As I waited, I started browsing on my phone to see if there were any good deals online. There were dozens of coupons and special offers in my inbox, many personalized based on my purchase history, so I started shopping. An item here, an item there, and I was finding great deals without all the shoving and yelling. This isn’t groundbreaking stuff, I know. In fact, this is why mobile retail is growing as quickly as it is. It’s convenient, it’s more personalized, and it’s just better.

Long story short, this holiday season, retailers are going to have to try harder to get shoppers into stores, and I’m eager to see what how they’re going to accomplish this. In the meantime, here are a couple of other interesting sales trends to expect this holiday season, courtesy of IBM.

More Digital Coupons, Greater Savings for Consumers:  As consumers become more comfortable with digital couponing, IBM expects shoppers to cash in this holiday. Consumers will spend on average $123.28 per online order over the five-day holiday period, a decrease of 2.9 percent over 2013.  At the same time, however, shoppers will buy an average of 4.4 items per online order, an increase of 17 percent year-over-year.  
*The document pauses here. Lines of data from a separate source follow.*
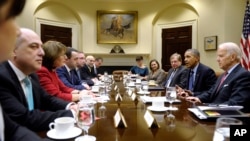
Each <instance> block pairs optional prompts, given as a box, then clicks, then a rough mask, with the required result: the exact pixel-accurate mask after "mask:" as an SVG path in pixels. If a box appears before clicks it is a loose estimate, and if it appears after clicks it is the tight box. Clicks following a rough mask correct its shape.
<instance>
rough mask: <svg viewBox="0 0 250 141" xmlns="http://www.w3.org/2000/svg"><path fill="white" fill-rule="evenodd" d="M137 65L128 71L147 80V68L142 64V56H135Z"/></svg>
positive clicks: (145, 66) (147, 71)
mask: <svg viewBox="0 0 250 141" xmlns="http://www.w3.org/2000/svg"><path fill="white" fill-rule="evenodd" d="M135 60H136V63H137V65H136V66H133V67H132V68H131V69H130V73H132V74H138V75H139V76H141V78H142V79H145V80H146V79H147V76H148V67H147V66H145V65H144V64H143V57H142V56H137V57H136V58H135Z"/></svg>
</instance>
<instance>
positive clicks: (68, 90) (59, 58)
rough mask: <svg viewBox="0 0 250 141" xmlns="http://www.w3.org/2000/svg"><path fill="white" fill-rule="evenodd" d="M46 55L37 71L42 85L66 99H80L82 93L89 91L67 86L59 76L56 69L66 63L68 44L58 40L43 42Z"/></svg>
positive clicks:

Retailers Give the Gift of Less Spam: As retailers use analytics to deliver much more personalized customer promotions, IBM predicts they will be rewarded with a 10 percent higher click-through rate for emails sent during the five-day shopping period.  The company also estimates that 35 percent of all click-throughs will happen on a mobile device.  The highest volume of emails is expected on Cyber Monday.

Smartphones Browse, Tablets Buy:  Smartphones will continue to lead in mobile browsing over the five-day shopping period, accounting for 29 percent of all online traffic versus 15 percent for tablets.  However, IBM predicts tablets will account for twice as many mobile purchases than smartphones thanks to the larger screen size.

In-store Growth Led by Health and Beauty Gifts:  While online sales come of age, IBM also predicts strong offline performance with in-store sales growing four percent across November and December.  Health and Beauty products are expected to lead with 4.2 percent and 4.7 percent growth, followed by women’s clothing at 2.61 percent.